INDIA HAS ADDED 118 more Chinese-owned apps to the list of 59, including TikTok, that it banned in June on national security grounds. The newly sanctioned apps include some of the most popular: Alibaba’s Taobao, Ant’s Alipay, Tencent’s game, PUBG Mobile, and Baidu’s search engine.

Announcing the latest bans, India’s Ministry of Electronics and Information Technology said that the apps were prejudicial to the ‘sovereignty and integrity’ of India and to security and public order. The ministry said it had received complaints about the apps sending users’ data to servers outside India.

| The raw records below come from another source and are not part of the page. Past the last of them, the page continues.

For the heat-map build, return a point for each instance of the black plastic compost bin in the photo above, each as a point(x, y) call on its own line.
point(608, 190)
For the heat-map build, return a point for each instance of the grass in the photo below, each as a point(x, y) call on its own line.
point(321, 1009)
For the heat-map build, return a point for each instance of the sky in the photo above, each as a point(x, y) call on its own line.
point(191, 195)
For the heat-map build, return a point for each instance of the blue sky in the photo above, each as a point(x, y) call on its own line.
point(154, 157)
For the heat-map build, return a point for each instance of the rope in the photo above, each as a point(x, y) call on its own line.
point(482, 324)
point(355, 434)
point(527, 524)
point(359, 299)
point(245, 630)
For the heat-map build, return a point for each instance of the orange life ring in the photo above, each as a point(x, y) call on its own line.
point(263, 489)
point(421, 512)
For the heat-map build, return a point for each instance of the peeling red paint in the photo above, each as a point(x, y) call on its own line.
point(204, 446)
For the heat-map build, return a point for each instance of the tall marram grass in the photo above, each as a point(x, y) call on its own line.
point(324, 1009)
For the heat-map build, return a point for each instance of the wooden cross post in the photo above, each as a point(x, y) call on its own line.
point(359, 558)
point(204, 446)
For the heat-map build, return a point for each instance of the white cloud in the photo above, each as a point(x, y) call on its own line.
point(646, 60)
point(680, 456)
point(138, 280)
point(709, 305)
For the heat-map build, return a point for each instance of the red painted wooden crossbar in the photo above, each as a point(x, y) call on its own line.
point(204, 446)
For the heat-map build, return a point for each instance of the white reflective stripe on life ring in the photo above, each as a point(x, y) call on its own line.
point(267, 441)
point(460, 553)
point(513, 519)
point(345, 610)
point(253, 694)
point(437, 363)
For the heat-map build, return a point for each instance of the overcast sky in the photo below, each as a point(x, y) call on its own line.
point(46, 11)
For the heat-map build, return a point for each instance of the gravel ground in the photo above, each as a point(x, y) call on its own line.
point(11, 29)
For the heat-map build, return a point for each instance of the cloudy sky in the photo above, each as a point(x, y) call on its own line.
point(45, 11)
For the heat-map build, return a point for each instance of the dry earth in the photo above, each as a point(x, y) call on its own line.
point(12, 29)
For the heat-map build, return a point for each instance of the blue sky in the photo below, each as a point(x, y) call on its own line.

Delhi has also recently imposed new restrictions on Chinese investment and informally told its telecoms operators to phase out Chinese equipment from suppliers such as Huawei from their networks.

The latest bans follow clashes last weekend between Indian and Chinese forces in the Himalayas and the reported death by mine blast of one Indian soldier, a member of the ethnically Tibetan elite force that patrols the high-altitude border, the first casualty since at least 20 Indian soldiers and an unknown number of Chinese troops were killed in June during a high-altitude confrontation in Ladakh’s Galwan Valley.

China has said that no Indian soldier had died in the latest skirmishes but may be hiding behind semantics.

State media is ramping up its condemnatory rhetoric, which does not bode well for next week’s meeting of the Shanghai Cooperation Organisation in Russia which both China and India’s defence ministers are attending.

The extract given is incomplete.